Bad Night #7 – Theoretically things should have been fine – I was in a good spot, my linen was clean and I was now pretty warm but 5 months away from the desert had rendered me somewhat stupid. Since I got MCS I have become intensely sensitive to aromatic plants. I can’t spend much time around the eucalyptus trees that dot Southern California, the pine trees in the mountains or the sage brush in the upper desert. I can’t spend more than a day in the mountains or upper desert. Most of the aromatic plants in the lower desert are problems only when it rains but creosote, the main shrub in the southwest is at least mildly aromatic all year long. Although camping near dense stands of creosote has given me headaches and left me exhausted in the past this is just what I did. I camped in a dip (which limited air circulation) containing a moderately dense stand of creosote. The first night was okay but the second left me nauseous and out of it all day long.
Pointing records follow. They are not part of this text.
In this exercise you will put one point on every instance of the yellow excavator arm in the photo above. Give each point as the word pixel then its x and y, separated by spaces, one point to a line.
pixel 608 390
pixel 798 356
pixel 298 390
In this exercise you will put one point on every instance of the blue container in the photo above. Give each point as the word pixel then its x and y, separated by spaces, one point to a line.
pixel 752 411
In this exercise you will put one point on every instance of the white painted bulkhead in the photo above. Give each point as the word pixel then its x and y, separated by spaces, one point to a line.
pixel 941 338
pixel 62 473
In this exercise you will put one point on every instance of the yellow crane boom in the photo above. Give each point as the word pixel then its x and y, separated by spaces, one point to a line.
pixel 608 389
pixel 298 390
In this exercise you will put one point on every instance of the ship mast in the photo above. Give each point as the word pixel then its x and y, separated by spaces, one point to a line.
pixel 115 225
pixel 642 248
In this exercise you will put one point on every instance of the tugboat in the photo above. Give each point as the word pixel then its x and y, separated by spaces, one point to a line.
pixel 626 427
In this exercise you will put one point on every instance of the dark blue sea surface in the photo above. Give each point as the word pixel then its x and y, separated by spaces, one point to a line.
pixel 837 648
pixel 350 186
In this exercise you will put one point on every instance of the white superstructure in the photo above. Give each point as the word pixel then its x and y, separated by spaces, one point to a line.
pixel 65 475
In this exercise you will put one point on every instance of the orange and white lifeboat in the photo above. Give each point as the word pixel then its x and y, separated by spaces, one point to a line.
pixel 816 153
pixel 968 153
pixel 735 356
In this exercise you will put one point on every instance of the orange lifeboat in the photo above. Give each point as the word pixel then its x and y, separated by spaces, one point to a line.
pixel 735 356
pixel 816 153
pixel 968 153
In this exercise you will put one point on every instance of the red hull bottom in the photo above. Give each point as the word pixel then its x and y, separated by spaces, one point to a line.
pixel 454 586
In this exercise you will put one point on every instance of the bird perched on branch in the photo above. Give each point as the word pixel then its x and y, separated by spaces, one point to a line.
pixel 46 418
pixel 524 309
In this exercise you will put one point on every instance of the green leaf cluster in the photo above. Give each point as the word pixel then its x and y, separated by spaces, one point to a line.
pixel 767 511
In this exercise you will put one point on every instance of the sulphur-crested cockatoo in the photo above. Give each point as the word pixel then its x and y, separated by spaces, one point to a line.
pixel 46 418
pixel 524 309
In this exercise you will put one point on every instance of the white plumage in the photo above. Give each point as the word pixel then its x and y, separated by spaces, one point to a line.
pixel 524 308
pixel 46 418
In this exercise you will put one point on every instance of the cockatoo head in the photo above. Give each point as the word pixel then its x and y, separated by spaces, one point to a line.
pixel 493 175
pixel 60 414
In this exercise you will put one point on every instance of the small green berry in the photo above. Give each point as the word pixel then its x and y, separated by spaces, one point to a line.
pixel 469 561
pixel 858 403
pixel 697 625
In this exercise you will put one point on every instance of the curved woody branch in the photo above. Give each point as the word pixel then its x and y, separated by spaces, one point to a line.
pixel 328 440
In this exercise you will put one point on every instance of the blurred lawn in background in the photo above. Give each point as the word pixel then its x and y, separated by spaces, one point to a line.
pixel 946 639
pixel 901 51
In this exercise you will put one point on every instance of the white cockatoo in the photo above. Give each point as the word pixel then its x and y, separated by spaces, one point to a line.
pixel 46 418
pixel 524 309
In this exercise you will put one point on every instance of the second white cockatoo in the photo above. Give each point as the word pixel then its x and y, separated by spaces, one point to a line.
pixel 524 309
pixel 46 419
Bad Night #7 – After that the trouble seemed to be over. What else could go wrong? I was in a good location with clean linen – I’d basically worked out all the kinks and was finally settled in – I thought. About a week later, however, I made yet another mistake involving my linen. Not wanting to leave my linen in the desert for fear of theft, nor wanting to leave it in the car for long because of the mysterious fumes, I had been driving it to my fathers house and leaving it there. That had worked fine until the golf course or an adjoining yard or somewhere was apparently fertilized. I could feel it when I drove in that day and I knew I risked contaminating it but I still dropped off the linen at the house – it was either that or leave it in the car. The first night was okay but the second time I did this I had another restless night that left me short of breath and tasting fertilizer for half the next day. Now the linen is staying hidden away in the desert hidden – safe at last!
This was a rather unusual series of events in itself but times like this, when I get slammed from one side or another by one unforeseen event after another happens fairly frequently. Life with MCS requires a great deal of attention and scrutiny; it is nothing if not complex.